Srinagar: A week after the execution of 2001 Parliament attack convict Afzal Guru, many Kashmiris believe that the denial of a final meeting between Afzal and his family will have a lasting impact on an entire generation.
When Afzal was sent to the gallows under a blanket of secrecy, most of Kashmir hadn't heard the news. In the last week, many in Kashmir believe New Delhi made one of its strongest statements through this move.
A Kashmiri on the decision to hang Afzal said, "Why have they hanged Afzal and not killers of Rajeev Gandhi? Why they have spared them? This has created a hole in the heart of Kashmiris, this has alienated Kashmiris. India has shown that they want Kashmir but they don't want Kashmiris."

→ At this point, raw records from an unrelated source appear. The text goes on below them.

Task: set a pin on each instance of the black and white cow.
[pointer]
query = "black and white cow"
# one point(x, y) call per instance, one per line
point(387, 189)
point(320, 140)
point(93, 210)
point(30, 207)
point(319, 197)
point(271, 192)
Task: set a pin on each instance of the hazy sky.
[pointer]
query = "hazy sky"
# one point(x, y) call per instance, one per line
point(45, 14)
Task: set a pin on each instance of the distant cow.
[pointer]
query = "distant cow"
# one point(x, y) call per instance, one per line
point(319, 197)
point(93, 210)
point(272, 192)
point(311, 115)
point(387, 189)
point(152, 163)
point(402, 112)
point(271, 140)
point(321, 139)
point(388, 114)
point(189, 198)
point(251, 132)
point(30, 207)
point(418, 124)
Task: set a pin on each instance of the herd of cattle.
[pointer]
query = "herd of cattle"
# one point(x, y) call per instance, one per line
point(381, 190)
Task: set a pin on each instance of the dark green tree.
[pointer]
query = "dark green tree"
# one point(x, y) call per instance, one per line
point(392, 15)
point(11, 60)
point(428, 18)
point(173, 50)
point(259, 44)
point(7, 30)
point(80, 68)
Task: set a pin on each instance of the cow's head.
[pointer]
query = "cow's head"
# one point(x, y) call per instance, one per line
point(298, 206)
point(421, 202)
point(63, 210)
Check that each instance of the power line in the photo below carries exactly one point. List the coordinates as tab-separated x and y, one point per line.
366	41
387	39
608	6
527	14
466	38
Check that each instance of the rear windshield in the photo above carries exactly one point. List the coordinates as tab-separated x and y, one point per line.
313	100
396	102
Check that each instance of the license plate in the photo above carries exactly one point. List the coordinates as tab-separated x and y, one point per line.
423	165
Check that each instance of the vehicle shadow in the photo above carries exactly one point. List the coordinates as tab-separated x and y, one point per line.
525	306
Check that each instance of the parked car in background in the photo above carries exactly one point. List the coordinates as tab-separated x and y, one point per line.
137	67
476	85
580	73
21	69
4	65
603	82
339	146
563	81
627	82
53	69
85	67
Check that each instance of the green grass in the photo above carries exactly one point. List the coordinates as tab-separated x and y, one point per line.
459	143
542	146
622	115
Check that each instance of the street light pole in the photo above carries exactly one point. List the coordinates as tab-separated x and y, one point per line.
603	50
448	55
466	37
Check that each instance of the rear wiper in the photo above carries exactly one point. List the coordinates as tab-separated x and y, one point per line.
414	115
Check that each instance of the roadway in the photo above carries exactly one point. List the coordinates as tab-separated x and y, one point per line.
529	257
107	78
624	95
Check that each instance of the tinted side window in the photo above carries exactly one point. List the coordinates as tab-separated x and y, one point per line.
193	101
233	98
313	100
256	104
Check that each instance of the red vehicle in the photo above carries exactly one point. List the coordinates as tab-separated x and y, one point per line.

The youngsters in Kashmir have spent much of the last week indoors - a strict curfew, wavering internet and hardly any touch with the outside world - the Afzal execution, the clampdown that followed and how the family was denied the last meeting has hurt a common Kashmiri and brought the refrain of alienation back.
A resident of Srinagar, Faizan said, "As a Kashmiri I identify with Afzal Guru. As Omar Abdullah said many generations of Kashmir wouldn't recognise Maqbool Bhatt but would recognise Afzal Guru. If they believe in democracy why don't they resolve the issue of Kashmir. Why don't we get referendum, why don't we get Plebiscite."
For a generation which in 2010 picked up stones to challenge the might of the state, 1984 is far cry away when Maqbool Bhatt, leader of the JKLF was hanged but a few similarities all too visible.
Activist Shehla Rashid said, "I would not identify with Afzal precisely because I am a self proclaimed moderate and but the Indian state has managed to make a hero out of him and many people have changed their profile picture to Afzal Guru on Facebook."
The decision of hanging, many believe, came at the cost of Kashmir. The state may revert back to normalcy but for many the execution ignites a renewed disillusionment.